Estimating the Partially Linear Zero-Inflated Poisson Regression Model: a Robust Approach Using a EM-like Algorithm
Mar\'ia Jos\'e Llop, Andrea Bergesio, Anne-Fran\c{c}oise Yao

TL;DR
This paper introduces a robust estimation method for the partially linear zero-inflated Poisson model using an EM-like algorithm, effectively handling outliers and model deviations in count data with excess zeros.
Contribution
It develops the first robust estimation approach for the PLZIP model, improving resilience to outliers compared to traditional likelihood-based methods.
Findings
The proposed estimators are robust and efficient in simulations.
The algorithm converges reliably and estimators are consistent.
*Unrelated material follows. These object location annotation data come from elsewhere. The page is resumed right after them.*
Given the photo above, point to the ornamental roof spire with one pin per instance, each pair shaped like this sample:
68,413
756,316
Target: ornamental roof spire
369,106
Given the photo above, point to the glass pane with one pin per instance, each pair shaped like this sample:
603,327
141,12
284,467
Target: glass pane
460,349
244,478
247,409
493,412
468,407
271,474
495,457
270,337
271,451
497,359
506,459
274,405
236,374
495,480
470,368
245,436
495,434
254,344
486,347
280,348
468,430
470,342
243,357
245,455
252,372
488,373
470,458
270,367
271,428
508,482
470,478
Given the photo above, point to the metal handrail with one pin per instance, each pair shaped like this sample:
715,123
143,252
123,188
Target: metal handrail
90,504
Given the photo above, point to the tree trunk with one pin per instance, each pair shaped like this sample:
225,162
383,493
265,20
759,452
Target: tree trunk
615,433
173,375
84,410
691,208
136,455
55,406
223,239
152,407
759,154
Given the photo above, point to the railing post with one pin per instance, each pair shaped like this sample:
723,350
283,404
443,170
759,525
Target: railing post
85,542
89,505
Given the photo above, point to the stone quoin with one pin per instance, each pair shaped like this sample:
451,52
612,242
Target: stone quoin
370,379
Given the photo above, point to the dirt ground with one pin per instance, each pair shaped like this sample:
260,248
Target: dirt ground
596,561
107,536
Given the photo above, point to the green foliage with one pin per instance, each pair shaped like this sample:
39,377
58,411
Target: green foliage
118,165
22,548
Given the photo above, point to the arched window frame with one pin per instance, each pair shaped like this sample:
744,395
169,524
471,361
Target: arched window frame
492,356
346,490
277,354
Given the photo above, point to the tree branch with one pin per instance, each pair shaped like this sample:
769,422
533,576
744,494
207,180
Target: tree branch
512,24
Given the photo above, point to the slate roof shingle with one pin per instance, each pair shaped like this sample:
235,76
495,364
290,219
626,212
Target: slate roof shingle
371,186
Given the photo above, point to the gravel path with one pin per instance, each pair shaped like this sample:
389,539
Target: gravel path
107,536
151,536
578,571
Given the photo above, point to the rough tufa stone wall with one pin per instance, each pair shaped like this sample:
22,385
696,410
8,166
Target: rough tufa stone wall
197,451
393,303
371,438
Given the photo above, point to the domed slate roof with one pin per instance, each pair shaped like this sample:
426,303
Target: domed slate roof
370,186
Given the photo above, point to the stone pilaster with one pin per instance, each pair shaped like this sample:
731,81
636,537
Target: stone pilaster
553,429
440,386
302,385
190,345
Application to real data demonstrates practical utility.
Abstract
Count data with an excessive number of zeros frequently arise in fields such as economics, medicine, and public health. Traditional count models often fail to adequately handle such data, especially when the relationship between the response and some predictors is nonlinear. To overcome these limitations, the partially linear zero-inflated Poisson (PLZIP) model has been proposed as a flexible alternative. However, all existing estimation approaches for this model are based on likelihood, which is known to be highly sensitive to outliers and slight deviations from the model assumptions. This article presents the first robust estimation method specifically developed for the PLZIP model. An Expectation-Maximization-like algorithm is used to take advantage of the mixture nature of the model and to address extreme observations in both the response and the covariates. Results of the algorithm…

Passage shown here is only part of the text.